Die Reformpolitik der Bundesregierung hat nach Ansicht von Bundeskanzler Gerhard Schröder ganz wesentlich zu jüngsten Erfolgen der deutschen Industrie beigetragen.

"Die beachtlichen Exporterfolge der deutschen Industrie zeigen, dass unser Land deutlich an Wettbewerbsfähigkeit gewonnen hat. Die Reformen und der entschiedene Modernisierungskurs der Bundesregierung haben daran entscheidenden Anteil", sagte Schröder in Frankfurt am Main laut vorab verbreitetem Redetext zur Eröffnung der Automesse IAA.

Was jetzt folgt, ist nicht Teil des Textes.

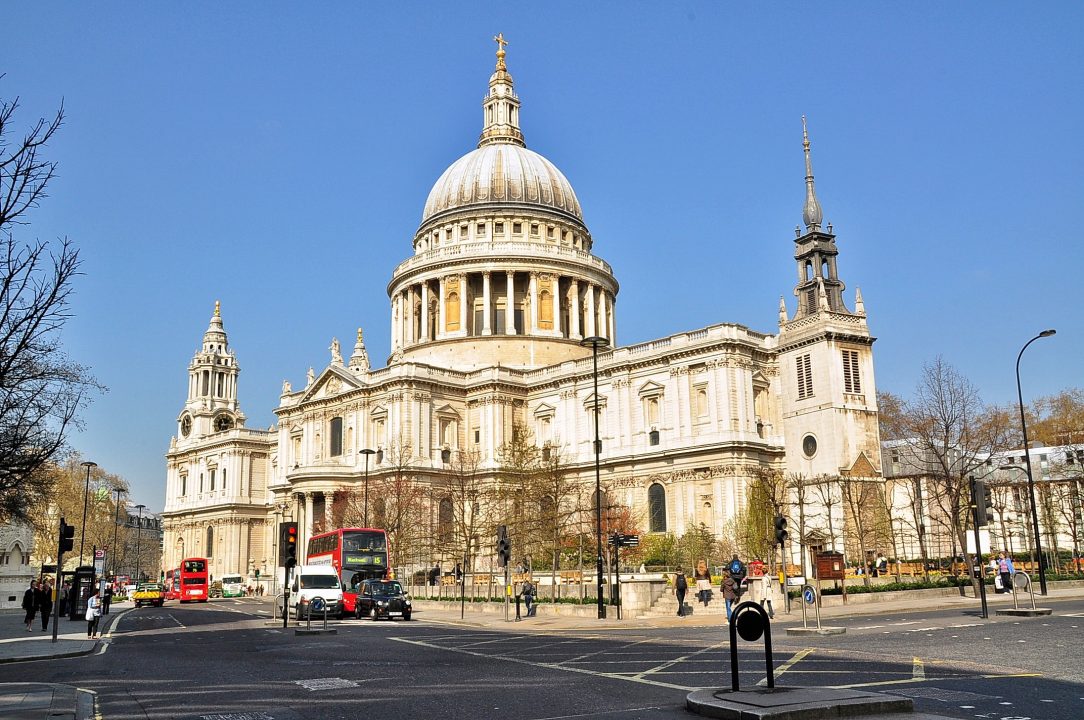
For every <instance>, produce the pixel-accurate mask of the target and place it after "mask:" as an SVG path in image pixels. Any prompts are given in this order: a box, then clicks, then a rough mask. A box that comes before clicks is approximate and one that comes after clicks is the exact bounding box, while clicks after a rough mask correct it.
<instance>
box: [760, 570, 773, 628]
mask: <svg viewBox="0 0 1084 720" xmlns="http://www.w3.org/2000/svg"><path fill="white" fill-rule="evenodd" d="M762 581H763V588H764V595H763V597H761V599H760V606H761V607H763V608H764V609H765V610H767V618H769V619H770V620H773V619H775V609H774V608H773V607H772V588H773V584H774V580H772V576H771V575H767V574H765V575H764V577H763V580H762Z"/></svg>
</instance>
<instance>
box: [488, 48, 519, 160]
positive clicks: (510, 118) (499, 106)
mask: <svg viewBox="0 0 1084 720" xmlns="http://www.w3.org/2000/svg"><path fill="white" fill-rule="evenodd" d="M493 41H494V42H496V69H494V70H493V75H492V76H490V78H489V93H488V94H487V95H486V99H485V100H483V101H482V108H483V120H482V129H481V137H480V138H479V140H478V146H479V147H481V146H482V145H493V144H498V143H505V144H509V143H511V144H513V145H519V146H520V147H526V146H527V143H525V142H524V133H522V132H520V130H519V98H517V97H516V91H515V89H514V88H513V83H512V75H511V74H509V73H508V67H507V65H505V64H504V56H505V54H506V53H505V51H504V47H505V46H506V44H508V41H507V40H505V39H504V34H503V33H501V34H499V35H496V36H494V37H493Z"/></svg>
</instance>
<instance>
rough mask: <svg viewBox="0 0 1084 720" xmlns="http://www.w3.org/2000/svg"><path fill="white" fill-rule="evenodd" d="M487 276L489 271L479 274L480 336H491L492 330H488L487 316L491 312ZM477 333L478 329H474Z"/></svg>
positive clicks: (489, 315) (492, 332)
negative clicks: (479, 281)
mask: <svg viewBox="0 0 1084 720" xmlns="http://www.w3.org/2000/svg"><path fill="white" fill-rule="evenodd" d="M489 275H490V272H489V270H486V271H485V272H482V273H481V305H482V312H481V334H482V335H492V334H493V331H492V329H490V326H489V316H490V313H491V312H492V309H491V305H490V294H489ZM477 331H478V329H477V327H475V332H477Z"/></svg>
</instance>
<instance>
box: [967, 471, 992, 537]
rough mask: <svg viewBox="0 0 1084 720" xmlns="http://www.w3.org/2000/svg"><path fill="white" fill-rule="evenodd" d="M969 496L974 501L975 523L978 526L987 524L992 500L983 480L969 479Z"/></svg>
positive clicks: (989, 519) (988, 517) (986, 487)
mask: <svg viewBox="0 0 1084 720" xmlns="http://www.w3.org/2000/svg"><path fill="white" fill-rule="evenodd" d="M971 498H972V499H973V501H975V524H976V525H978V526H979V527H982V526H984V525H989V524H990V516H989V511H990V509H991V506H992V505H993V500H992V498H991V497H990V488H988V487H986V484H985V483H984V481H983V480H971Z"/></svg>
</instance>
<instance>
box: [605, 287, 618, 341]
mask: <svg viewBox="0 0 1084 720" xmlns="http://www.w3.org/2000/svg"><path fill="white" fill-rule="evenodd" d="M615 303H617V298H615V297H614V296H612V295H610V297H609V312H607V313H606V317H607V318H608V319H609V338H610V347H617V318H616V313H615V312H614V305H615Z"/></svg>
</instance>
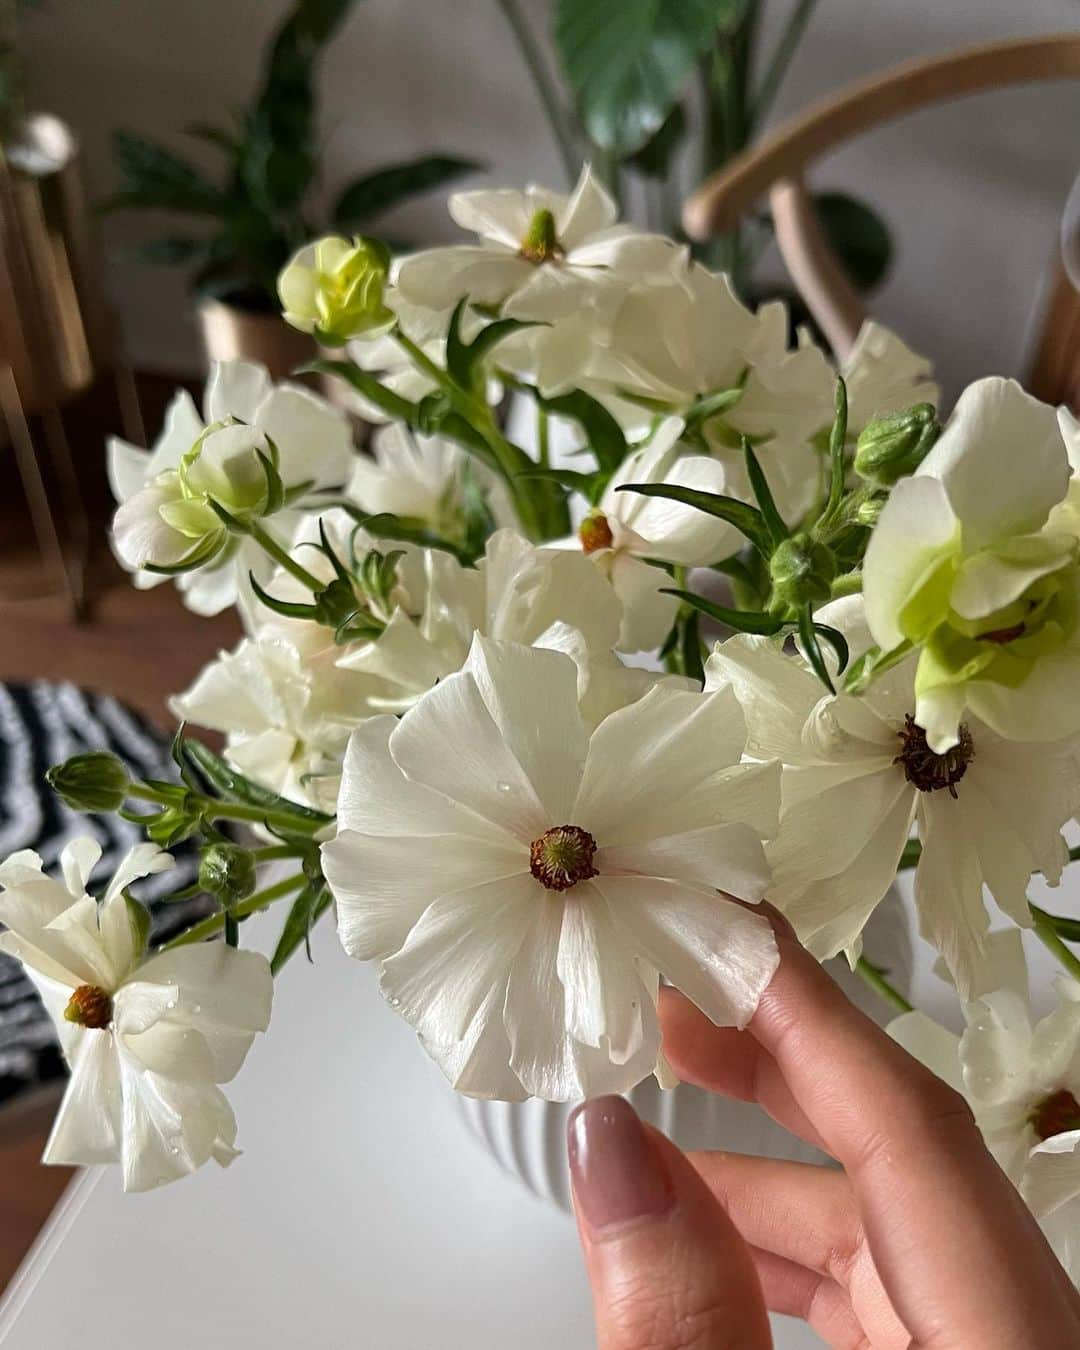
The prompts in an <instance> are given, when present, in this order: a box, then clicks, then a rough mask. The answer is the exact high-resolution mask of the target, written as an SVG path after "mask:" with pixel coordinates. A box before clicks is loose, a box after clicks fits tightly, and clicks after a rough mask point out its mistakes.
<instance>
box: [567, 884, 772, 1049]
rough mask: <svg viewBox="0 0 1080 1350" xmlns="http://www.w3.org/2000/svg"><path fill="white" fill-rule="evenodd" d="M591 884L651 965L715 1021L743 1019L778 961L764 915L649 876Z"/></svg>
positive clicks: (751, 1005) (718, 896)
mask: <svg viewBox="0 0 1080 1350" xmlns="http://www.w3.org/2000/svg"><path fill="white" fill-rule="evenodd" d="M593 884H594V886H595V887H597V890H598V891H601V892H602V894H603V896H605V898H606V899H607V903H609V904H610V907H612V913H613V914H616V915H618V926H620V929H622V930H625V931H628V933H629V934H632V937H633V940H634V945H636V946H639V948H640V949H641V950H643V952H644V954H645V956H647V957H648V960H649V961H651V963H652V964H653V965H655V967H656V968H657V971H659V972H660V973H661V975H663V976H664V977H666V979H668V980H670V981H671V983H672V984H674V985H675V988H678V990H682V992H683V994H686V996H687V998H688V999H691V1000H693V1002H694V1003H697V1006H698V1007H699V1008H701V1010H702V1012H705V1015H706V1017H709V1018H710V1019H711V1021H713V1022H714V1023H715V1025H717V1026H738V1027H742V1026H745V1025H747V1022H749V1019H751V1018H752V1017H753V1012H755V1010H756V1007H757V1002H759V999H760V998H761V994H763V992H764V990H765V985H767V984H768V981H769V980H771V979H772V975H774V972H775V969H776V965H778V963H779V953H778V950H776V941H775V938H774V936H772V929H771V927H769V925H768V921H767V919H764V918H763V917H761V915H760V914H753V913H752V911H751V910H747V909H744V907H742V906H741V904H736V903H734V902H733V900H729V899H725V898H724V896H721V895H717V894H715V892H709V891H702V890H698V888H695V887H691V886H687V884H684V883H680V882H661V880H656V879H655V877H648V876H598V877H594V879H593Z"/></svg>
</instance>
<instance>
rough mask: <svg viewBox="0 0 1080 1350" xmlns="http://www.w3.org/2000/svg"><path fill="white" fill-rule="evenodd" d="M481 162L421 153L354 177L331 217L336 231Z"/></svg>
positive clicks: (339, 197)
mask: <svg viewBox="0 0 1080 1350" xmlns="http://www.w3.org/2000/svg"><path fill="white" fill-rule="evenodd" d="M482 167H483V165H481V163H477V162H475V161H474V159H459V158H456V157H455V155H424V157H423V158H421V159H410V161H408V162H405V163H400V165H385V166H383V167H382V169H375V170H373V171H371V173H367V174H363V177H360V178H354V180H352V182H351V184H348V186H347V188H344V190H343V192H342V194H340V196H339V198H338V201H336V204H335V207H333V211H332V212H331V219H332V221H333V224H335V225H336V227H338V228H339V229H350V231H351V229H354V228H356V227H358V225H360V224H365V223H367V220H370V219H371V217H373V216H377V215H379V212H383V211H389V208H390V207H396V205H397V204H398V202H400V201H404V200H405V198H406V197H414V196H416V194H417V193H421V192H431V190H432V189H433V188H441V186H443V185H444V184H448V182H454V180H455V178H460V177H462V175H463V174H467V173H477V171H478V170H479V169H482Z"/></svg>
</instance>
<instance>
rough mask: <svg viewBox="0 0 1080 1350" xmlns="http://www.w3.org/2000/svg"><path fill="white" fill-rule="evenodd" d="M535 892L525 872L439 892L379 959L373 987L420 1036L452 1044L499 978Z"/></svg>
mask: <svg viewBox="0 0 1080 1350" xmlns="http://www.w3.org/2000/svg"><path fill="white" fill-rule="evenodd" d="M543 896H544V891H543V887H541V886H540V883H539V882H537V880H536V879H535V877H532V876H529V873H525V875H524V876H512V877H505V879H502V880H498V882H489V883H486V884H485V886H477V887H474V888H472V890H468V891H458V892H456V894H454V895H443V896H440V898H439V899H437V900H435V902H433V903H432V904H431V906H428V909H427V910H425V911H424V914H423V915H421V917H420V919H418V922H417V923H416V926H414V927H413V930H412V931H410V933H409V937H408V938H406V941H405V944H404V946H402V948H401V950H400V952H397V954H396V956H391V957H390V958H389V960H386V961H385V963H383V967H382V980H381V981H379V988H381V990H382V992H383V995H385V996H386V998H387V999H389V1002H390V1004H391V1006H393V1007H394V1008H397V1010H398V1012H400V1014H401V1015H402V1017H404V1018H405V1021H406V1022H409V1023H412V1026H413V1027H414V1029H416V1030H417V1031H418V1033H420V1034H421V1035H423V1037H427V1038H429V1039H431V1041H433V1042H436V1044H443V1045H444V1044H447V1042H452V1041H460V1039H462V1038H463V1037H464V1035H466V1034H467V1031H468V1027H470V1025H471V1022H472V1019H474V1018H475V1017H477V1014H478V1012H479V1010H481V1007H482V1006H483V1000H485V998H486V995H487V992H489V991H490V988H491V985H493V984H495V983H498V981H499V980H505V979H506V972H508V971H509V968H510V963H512V961H513V958H514V956H516V954H517V950H518V948H520V946H521V941H522V938H524V936H525V931H526V927H528V923H529V917H531V913H532V910H533V907H535V906H536V904H537V903H539V902H540V900H541V899H543Z"/></svg>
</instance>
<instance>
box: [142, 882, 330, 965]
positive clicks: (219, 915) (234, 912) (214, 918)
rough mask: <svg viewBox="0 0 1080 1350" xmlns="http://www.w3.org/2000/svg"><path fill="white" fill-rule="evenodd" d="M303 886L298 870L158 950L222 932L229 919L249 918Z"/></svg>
mask: <svg viewBox="0 0 1080 1350" xmlns="http://www.w3.org/2000/svg"><path fill="white" fill-rule="evenodd" d="M302 886H306V877H305V876H304V873H302V872H297V873H296V876H286V877H284V879H282V880H281V882H275V883H274V884H273V886H267V887H266V888H265V890H262V891H257V892H255V894H254V895H250V896H248V898H247V899H246V900H242V902H240V904H236V906H234V909H232V910H231V911H229V914H225V911H224V910H221V913H220V914H211V915H209V917H208V918H205V919H202V921H201V922H200V923H196V925H193V926H192V927H189V929H185V930H184V931H182V933H180V934H177V937H174V938H170V940H169V941H167V942H163V944H162V945H161V946H159V948H158V950H159V952H169V950H170V949H171V948H174V946H188V945H190V944H192V942H202V941H204V940H205V938H208V937H213V936H215V934H216V933H220V931H221V929H224V927H225V926H227V922H228V919H232V921H234V922H235V923H239V921H240V919H243V918H247V915H248V914H254V913H255V910H261V909H265V907H266V906H267V904H273V903H274V900H279V899H282V896H285V895H293V894H294V892H296V891H298V890H300V888H301V887H302Z"/></svg>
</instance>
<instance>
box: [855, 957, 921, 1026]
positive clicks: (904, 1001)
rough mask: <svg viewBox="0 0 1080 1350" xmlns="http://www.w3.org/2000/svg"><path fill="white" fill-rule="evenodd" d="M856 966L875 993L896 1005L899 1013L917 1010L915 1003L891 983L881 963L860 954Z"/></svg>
mask: <svg viewBox="0 0 1080 1350" xmlns="http://www.w3.org/2000/svg"><path fill="white" fill-rule="evenodd" d="M855 968H856V971H857V972H859V975H860V976H861V977H863V979H864V980H865V981H867V984H868V985H869V987H871V988H872V990H873V991H875V994H877V995H880V998H883V999H884V1000H886V1003H888V1004H890V1006H891V1007H894V1008H895V1010H896V1011H898V1012H914V1011H915V1006H914V1003H909V1002H907V999H906V998H904V996H903V994H900V991H899V990H898V988H895V985H892V984H890V981H888V980H887V979H886V975H884V971H883V969H882V968H880V965H875V964H873V963H872V961H868V960H867V958H865V956H860V957H859V961H857V963H856V967H855Z"/></svg>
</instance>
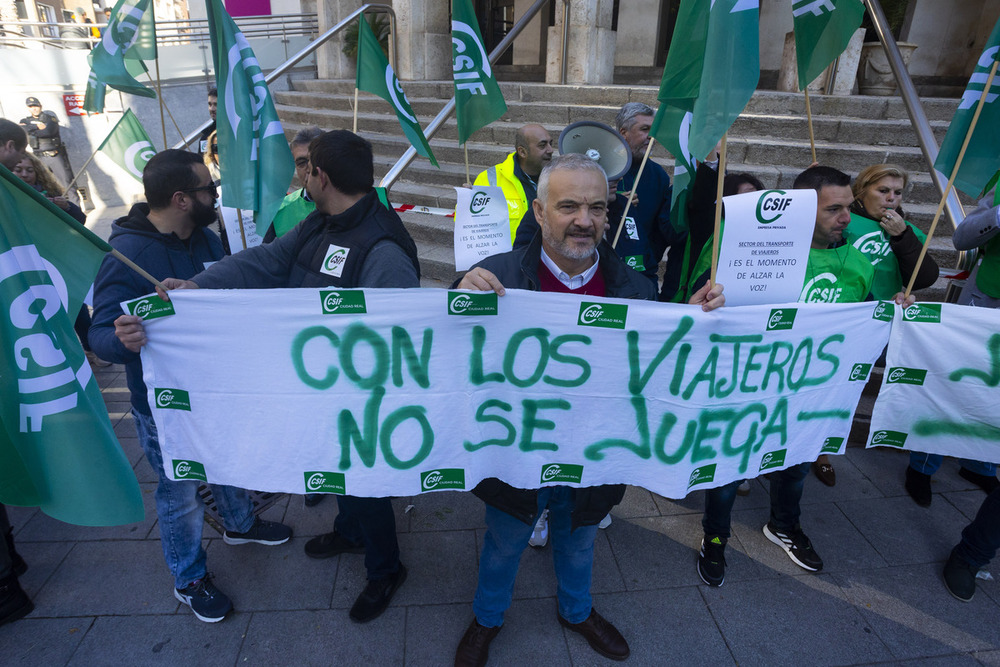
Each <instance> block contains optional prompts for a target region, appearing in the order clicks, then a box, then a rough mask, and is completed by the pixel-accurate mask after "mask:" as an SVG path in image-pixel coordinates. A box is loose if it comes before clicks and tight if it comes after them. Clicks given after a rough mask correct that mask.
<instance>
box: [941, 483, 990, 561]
mask: <svg viewBox="0 0 1000 667" xmlns="http://www.w3.org/2000/svg"><path fill="white" fill-rule="evenodd" d="M997 548H1000V489H997V490H996V491H994V492H993V493H991V494H990V495H988V496H986V500H984V501H983V504H982V505H980V507H979V511H978V512H977V513H976V518H975V519H973V520H972V523H970V524H969V525H968V526H966V527H965V530H963V531H962V541H961V542H959V544H958V546H957V547H955V549H954V551H953V552H952V553H953V554H954V555H955V556H956V557H957V558H959V559H961V560H963V561H965V562H966V563H968V564H969V565H971V566H972V567H976V568H981V567H984V566H985V565H987V564H988V563H989V562H990V561H991V560H992V559H993V557H994V556H995V555H996V553H997Z"/></svg>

Es sei "sicherlich kein Zufall, dass Deutschland als Investitionsstandort immer beliebter wird", erklärte der SPD-Politiker vor mehreren hundert Automanagern. Schröder sagte weiter, es sei "besonders erfreulich", dass seine Arbeitsmarktreformen erste Erfolge zeigten. "Die Zahl der Erwerbstätigen lag im Juli dieses Jahres um mehr als 80.000 Personen höher als im Vorjahr. Im August waren 60 Prozent mehr offene Stellen gemeldet", erklärte er. Insgesamt ziehe die deutsche Konjunktur an, stellte der SPD-Politiker fest.

Schröder betonte in diesem Zusammenhang auch die Rolle der deutschen Autoindustrie. "Die Automobilwirtschaft ist und bleibt eine Schlüsselindustrie in Deutschland", sagte er und betonte, dass jeder siebte Job vom Auto abhänge.

Schröder begeistert von Autoindustrie

Der Bundeskanzler zeigte sich beeindruckt von den Erfolgen der Branche: "Die Auftragszahlen steigen ebenso wie die Neuzulassungen. Der Export ist nach dem Rekord des vergangenen Jahres weiter im Aufwärtstrend. Und dies trotz des Vordringens neuer Wettbewerber gerade auch aus Asien, die mit ihren Produkten immer stärker auf die Weltmärkte drängen." Das mache deutlich, dass Deutschland "Gewinner der Globalisierung" sei.

Rund 70 Prozent der in Deutschland produzierten Fahrzeuge gehen laut Schröder ins Ausland. Das schaffe neue Arbeitsplätze. In seiner Regierungszeit sei die Zahl der Jobs in der Branche "um mehr als 65.000 auf heute rund 780.000 Beschäftigte gestiegen".